Si può rinascere dopo incidenti sul lavoro che ti impediscono di camminare come prima, e che ti mettono un cartello di inabile, iellato, e tutto il repertorio non ufficiale, ma assai operativo, del genere? E se sì, si può raccontare questa rinascita senza ricorrere al repertorio canonico del “e vinse quasi sempre tutto, conquistò la ricchezza, e l’amore, e una bellissima casa, e mangiò solo piatti prelibati e di gran lusso”?
“Di nome faceva Arturo” di Remo Rapino (Città Nuova, 178 pagine, 16,90 euro) dice di sì. È uno dei pochi racconti in cui l’umile emarginato non solo incontra un amore non technicolor ma reale e fecondo, oltre che inaspettato, ma compie un cammino di crescita molto poco scenografico, in apparenza: perché incontra non solo la bibliotecaria che sarà la donna del suo cuore, anche se le cose non andranno esattamente secondo le umane, terrene speranze, ma anche un libro perduto, e poi un altro, e lentamente tanti altri, oltre che un filosofo di strada, che per certi versi potrebbe richiamare il Socrate dell’Agorà ateniese, un cane vagabondo, un architetto che litiga con il mondo intero, perché non si piega agli interessi politici.
Sarà con loro che inizierà un cammino nuovo, apparentemente senza senso apparente, fatto di libri. I libri? E a che servono più ormai, quando posso dare un’occhiata distratta, un minutino, non di più, a qualche pagina riportata sui social, sul mio smart?
Eppure la rinascita degli emarginati è proprio questa, dare nuova vita ai libri.
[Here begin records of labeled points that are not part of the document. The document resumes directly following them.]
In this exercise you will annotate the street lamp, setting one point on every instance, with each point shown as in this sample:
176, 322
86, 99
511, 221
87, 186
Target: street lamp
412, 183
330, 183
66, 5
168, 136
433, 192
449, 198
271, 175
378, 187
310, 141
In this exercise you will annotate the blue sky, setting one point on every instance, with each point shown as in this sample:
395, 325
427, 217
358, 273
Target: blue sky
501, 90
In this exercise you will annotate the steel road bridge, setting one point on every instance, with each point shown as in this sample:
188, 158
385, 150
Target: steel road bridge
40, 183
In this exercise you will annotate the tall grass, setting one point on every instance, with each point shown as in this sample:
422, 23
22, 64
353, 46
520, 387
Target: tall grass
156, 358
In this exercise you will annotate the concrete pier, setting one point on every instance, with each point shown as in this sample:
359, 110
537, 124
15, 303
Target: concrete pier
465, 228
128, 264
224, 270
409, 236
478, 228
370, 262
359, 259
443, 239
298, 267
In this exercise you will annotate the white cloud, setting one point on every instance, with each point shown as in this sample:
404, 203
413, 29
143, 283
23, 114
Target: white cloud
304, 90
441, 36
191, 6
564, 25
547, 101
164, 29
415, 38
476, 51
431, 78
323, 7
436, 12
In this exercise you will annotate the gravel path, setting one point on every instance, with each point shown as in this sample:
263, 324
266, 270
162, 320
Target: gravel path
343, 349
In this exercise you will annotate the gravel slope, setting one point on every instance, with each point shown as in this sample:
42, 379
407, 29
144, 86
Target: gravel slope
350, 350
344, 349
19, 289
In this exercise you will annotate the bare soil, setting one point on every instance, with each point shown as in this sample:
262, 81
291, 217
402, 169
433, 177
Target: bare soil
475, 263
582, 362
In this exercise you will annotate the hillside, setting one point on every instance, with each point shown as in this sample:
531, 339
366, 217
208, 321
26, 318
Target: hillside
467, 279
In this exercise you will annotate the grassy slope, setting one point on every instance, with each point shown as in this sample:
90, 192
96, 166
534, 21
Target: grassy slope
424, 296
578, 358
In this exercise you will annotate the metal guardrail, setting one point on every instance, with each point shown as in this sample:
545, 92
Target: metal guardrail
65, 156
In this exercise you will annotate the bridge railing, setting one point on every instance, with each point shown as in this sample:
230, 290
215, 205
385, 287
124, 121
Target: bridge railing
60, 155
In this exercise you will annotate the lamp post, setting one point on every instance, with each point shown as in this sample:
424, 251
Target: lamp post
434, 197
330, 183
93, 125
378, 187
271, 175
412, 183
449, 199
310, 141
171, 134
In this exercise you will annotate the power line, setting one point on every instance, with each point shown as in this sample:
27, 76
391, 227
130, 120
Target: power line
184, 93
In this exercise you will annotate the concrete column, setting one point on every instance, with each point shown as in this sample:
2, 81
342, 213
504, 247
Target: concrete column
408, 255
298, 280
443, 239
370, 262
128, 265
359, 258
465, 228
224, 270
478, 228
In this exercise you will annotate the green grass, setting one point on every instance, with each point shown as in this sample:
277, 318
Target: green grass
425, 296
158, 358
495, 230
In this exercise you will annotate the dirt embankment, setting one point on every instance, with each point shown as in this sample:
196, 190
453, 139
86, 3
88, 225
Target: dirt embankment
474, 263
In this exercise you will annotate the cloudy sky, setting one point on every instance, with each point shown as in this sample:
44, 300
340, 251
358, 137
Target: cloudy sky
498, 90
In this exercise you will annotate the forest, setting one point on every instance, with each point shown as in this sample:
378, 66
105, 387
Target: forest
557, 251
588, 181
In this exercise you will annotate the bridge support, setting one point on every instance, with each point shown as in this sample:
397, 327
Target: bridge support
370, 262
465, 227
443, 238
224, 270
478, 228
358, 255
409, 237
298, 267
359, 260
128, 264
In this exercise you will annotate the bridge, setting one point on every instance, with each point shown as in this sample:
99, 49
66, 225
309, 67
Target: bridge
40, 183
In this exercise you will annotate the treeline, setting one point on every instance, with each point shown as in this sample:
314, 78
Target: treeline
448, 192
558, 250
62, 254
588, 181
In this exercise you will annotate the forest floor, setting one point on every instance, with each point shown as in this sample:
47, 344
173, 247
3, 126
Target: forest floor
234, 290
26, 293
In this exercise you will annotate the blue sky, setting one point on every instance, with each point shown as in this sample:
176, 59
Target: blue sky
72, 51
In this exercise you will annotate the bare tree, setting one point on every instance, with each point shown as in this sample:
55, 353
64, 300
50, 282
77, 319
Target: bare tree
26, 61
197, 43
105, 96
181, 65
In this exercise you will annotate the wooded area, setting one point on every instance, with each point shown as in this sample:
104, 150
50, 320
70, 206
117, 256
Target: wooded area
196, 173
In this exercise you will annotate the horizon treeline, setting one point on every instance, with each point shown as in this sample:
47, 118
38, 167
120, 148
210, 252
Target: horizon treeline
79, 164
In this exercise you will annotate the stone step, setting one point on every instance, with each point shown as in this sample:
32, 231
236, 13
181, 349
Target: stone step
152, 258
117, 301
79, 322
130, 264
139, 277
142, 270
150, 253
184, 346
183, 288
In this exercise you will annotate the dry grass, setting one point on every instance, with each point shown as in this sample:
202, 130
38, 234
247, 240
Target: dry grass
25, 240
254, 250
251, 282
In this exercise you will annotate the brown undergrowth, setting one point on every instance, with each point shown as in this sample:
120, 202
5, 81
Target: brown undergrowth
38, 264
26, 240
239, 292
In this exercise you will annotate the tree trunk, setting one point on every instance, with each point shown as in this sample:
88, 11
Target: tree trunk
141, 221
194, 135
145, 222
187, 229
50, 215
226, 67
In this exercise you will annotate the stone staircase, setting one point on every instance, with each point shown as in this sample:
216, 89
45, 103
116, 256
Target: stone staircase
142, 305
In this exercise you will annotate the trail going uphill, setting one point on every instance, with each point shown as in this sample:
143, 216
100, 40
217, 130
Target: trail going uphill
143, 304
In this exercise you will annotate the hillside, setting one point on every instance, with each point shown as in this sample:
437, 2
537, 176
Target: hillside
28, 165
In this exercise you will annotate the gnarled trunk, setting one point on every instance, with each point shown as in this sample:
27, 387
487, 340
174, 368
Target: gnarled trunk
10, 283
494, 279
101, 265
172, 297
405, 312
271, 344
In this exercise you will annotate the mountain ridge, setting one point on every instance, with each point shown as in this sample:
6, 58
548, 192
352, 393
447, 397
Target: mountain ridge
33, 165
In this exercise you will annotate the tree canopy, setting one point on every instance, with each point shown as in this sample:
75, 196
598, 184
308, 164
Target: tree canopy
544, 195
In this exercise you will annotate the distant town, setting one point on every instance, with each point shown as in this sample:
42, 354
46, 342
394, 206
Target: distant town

Ed è così che Arturo e gli altri li raccolgono, li curano, rilegano, abbelliscono e li mostrano impilati nel cortile del protagonista, una volta tanto non il bello e fatale o il commissario di turno, ma il menomato, sfortunato, avanzo sociale.
Eppure questo avanzo ha successo, perché la gente va alle surreali presentazioni di libri e argomenti nel cortile ormai di carta, e porta altri libri, giornali, ma pure da mangiare e da bere, ed è coinvolta da questo semplice modo di tornare alla piazza, alle radici, anche quelle libresche e librarie.
Non una storia ammiccante e per forza a lietissimo fine, perché come nella storia umana, quella vera, ci sono i tempi degli addii, del dolore, delle domande sul perché.
Ed è questo che rende “Di nome faceva Arturo” una storia vera, credibile, che rifugge dai luoghi comuni di oggi, e semmai ritorna all’essenza: il rapporto con la natura, ad esempio, quella non esotica da vedere con viaggi da raccontare a vita, ma quella di tutti i giorni, la riva del nostro mare, gli uccelli, i fiori dei campi, e “un libro sotto il braccio”: quel libro che ci offre nuove possibilità, l’incontro con il bene, il ricordo personale, o la lettura, che non sono così lontani, “la gentilezza di un gesto, una carezza, il fiato di una parola buona”. E la natura sembra interagire, in questo libro, con il protagonista, che non passa per i giardini perché avverte dentro di sé che gli alberi, le piante, il creato partecipano al dolore dentro di lui, e ne soffrono come lui.
Dove il miracolo esiste, a saperlo guardare, è l’insegnamento anche di Pascoli, nel dono divino di un incontro con l’altro, o in quello che ci permette di contemplare la bellezza del creato, di trovare finalmente il Senso perduto dal nostro allontanarci dall’essere creature.